DocuSign Insight and Insight Accelerators provide targeted, in-depth analysis on a range of critical topics including M&A. Insight doesn’t just answer the question of whether there’s an assignment clause in the contract, for example, rather it dives into the clause and guides on the specifics of the clause. Are there circumstances where it’s non-assignable? Is there a carveout? Is prior written consent required? And it does it at scale across tens of thousands of contracts, both third-party contracts as well as your own. Each topic has multiple sub-topics, which the Insight Accelerator can surface.

Due diligence, however, is only half the story. Basic doc review is where most of the legal AI industry is at right now. DocuSign Insight takes it a step further by addressing post-merger integration, an equally important phase of the transaction that addresses concerns such as:

  • Which contracts do you need to keep from the merged and which can you cancel?
  • Which contracts do you carry forward? 
  • Which ones are duplicative in terms of suppliers? 

This is the prosaic, post-honeymoon work that’s a drudge for the legal teams at both companies. DocuSign Insight accelerates the understanding of how to get to a BAU state faster. And it can do this scale.
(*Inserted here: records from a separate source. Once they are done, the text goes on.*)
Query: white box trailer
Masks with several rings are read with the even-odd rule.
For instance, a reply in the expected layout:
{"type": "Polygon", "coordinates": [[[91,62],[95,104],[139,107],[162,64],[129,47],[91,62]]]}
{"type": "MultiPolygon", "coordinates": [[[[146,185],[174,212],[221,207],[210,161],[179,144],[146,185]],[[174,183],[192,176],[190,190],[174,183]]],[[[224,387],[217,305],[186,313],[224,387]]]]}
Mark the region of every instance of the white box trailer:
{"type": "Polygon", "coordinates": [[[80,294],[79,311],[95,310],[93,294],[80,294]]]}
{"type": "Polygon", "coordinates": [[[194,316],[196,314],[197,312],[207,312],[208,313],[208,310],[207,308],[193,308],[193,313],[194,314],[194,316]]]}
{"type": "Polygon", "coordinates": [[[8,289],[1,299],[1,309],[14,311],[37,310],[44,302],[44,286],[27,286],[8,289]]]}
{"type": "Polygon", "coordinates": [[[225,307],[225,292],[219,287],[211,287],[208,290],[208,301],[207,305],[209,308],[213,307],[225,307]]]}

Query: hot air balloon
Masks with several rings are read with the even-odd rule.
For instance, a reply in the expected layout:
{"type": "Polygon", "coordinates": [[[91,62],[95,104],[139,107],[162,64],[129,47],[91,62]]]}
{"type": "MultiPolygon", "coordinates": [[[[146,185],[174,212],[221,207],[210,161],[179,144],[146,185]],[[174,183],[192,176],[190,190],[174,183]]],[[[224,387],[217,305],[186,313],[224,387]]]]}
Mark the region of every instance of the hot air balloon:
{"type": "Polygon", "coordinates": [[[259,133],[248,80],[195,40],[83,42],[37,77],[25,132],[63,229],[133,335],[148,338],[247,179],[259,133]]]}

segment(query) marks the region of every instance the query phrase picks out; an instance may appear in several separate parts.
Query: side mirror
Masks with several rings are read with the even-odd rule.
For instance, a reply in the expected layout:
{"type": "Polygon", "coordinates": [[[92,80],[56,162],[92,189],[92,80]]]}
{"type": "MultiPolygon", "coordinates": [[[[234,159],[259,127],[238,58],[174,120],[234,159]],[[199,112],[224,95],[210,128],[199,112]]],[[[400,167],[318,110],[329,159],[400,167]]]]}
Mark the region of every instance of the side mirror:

Similarly, a number of large, high-profile companies are using DocuSign Insight to help with divestitures. DocuSign Insight dramatically accelerates the contract search and review process to help M&A teams manage and analyze large volumes of agreements when determining answers to such questions as: 

  • Does the contract go to this side of the house or that? 
  • Should it be repapered, since it doesn’t logically go with either side? 
  • Are there assignability rights in the contract? 
  • Is there change-of-control language that might determine which side of the fence the relationship (and contract) should reside?

DocuSign Insight includes customizable “views” that display detailed, topical analysis of each agreement for specific objectives or use cases such as mergers and acquisitions. You can apply views across a group of contracts to see a side-by-side comparison of relevant contract language and answers to posed questions.